Synthesis of the Tricyclic Core of Vinigrol via an Intramolecular Diels-Alder Reaction

Link: http://pubs.acs.org/cgi-bin/abstract.cgi/orlef7/asap/abs/ol0702977.html

From Prof. Louis Barriault's group at the University of Ottawa, Ottawa, Canada

A recent article in Org Lett ASAP detailing a partial total synthesis of vinigrol (1), particularly the tricyclic core structure of the natural product. The natural product shows antihypertensive and platelet aggregation-inhibiting properties.

The authros planned to use intramolecualr Diels-Alder reaction to construct this core. The planned cycloaddition looked quite funky as the orientation of the dienophile seemed quite strained in order to have a good interaction with the diene, not to mention that the orientation of diene had to cooperate. Nonetheless, the strategy seemed ambitious. In their retrosyn, they were led back to aldehyde 10 as the simpler building block.

Another aspect of the cycloaddition that required attention was the different approach of the dienophile to give a regioisomeric product 13 as shown in Scheme 3. Although the transition state leading to cycloadduct 13 seemed unlikely, this partial synthesis would also serve as a confirmation of this hypothesis.

In the forward direction, the synthesis started with aldehyde 10 as shown below.

Takai elefination of aldehyde 10 gave vinyl iodide 15. Buchwald's coupling protocol of 15 with 16 gave the ether 17. The care with temperature had to be taken as slightly higher temperature than 90 C would increase the amount of aldehyde 18 with epimerization at the alpha carbon. After ether 17 was obtained, it was subjected to i-Bu3Al as the Lewis acid to promote stereocontrol [3,3] sigmatropic rearrangement followed by immediate reduction to alcohol 19. Silylation then afforded 20.

Alkene 20 was subjected to conditions in scheme below. A more direct synthesis of the nitrile 22 would be to use of Grubbs' catalyst to perform cross metathesis with acrylonitrile followed by hydrogenation. But this did not work; only SM was returned. So it was resorted to KCN displacement of OTs group obtained from hydroboration-oxidation and then tosylation of alkene 20.

Then alkyne 24 was synthesis from the corresponding aldehyde of 23 using modified Ohira's protocol ((a) Roth, G. J.; Muller, S.; Bestmann, H. J. Synthesis 2004, 59. (b) Ohira, S. Synth. Commun. 1989, 19, 561.) as the aldehyde is sensitive to epimerization. The Wittig olefination of aldehyde 25 to alkene 26 was performed using Conia conditions (Conia, J.-M.; Limasset, J.-C. Bull. Soc. Chim. Fr. 1967, 114, 1936.)

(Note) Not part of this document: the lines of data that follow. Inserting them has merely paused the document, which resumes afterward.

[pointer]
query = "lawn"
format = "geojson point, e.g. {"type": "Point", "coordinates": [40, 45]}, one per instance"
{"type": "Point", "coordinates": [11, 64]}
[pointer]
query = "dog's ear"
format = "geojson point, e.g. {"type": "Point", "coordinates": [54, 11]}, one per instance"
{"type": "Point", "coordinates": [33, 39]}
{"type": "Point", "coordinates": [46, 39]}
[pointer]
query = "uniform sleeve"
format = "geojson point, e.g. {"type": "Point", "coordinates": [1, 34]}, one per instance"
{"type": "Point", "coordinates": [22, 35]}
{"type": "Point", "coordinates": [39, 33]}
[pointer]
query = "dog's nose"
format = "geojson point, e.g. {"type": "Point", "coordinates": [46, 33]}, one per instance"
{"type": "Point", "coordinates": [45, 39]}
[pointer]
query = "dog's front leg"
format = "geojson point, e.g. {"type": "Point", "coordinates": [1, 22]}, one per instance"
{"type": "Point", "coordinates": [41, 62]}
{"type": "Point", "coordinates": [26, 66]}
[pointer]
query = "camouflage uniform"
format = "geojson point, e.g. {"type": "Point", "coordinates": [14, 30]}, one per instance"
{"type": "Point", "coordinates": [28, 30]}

An always-cool enyne ring-closing metathesis using Grubbs' second generation catalyst then afforded diene 27. Attempts to directly convert nitrile to corresponding enone 11 using Grignard reagents and various additives failed. Therefore, it was resorted to step-wise operations as shown.

BF3-OEt2-catalyzed Diels-Alder reaction then afforded the desired cycloadduct 12 in almost quantitative yield (as the only regioisomer). This result was not surprising as DFT calculations using Khon-Sham DFT at the B3LYP19 level of theory with a 6-31G** basis set also confirmed that the transition state leading to regioisomer 13 was 10.7 kcal/mol higher than the one leading to 12 (Scheme 7).

An ok partial synthesis overall with the exception of some noteworthy steps. The synthesis was also a little too linear.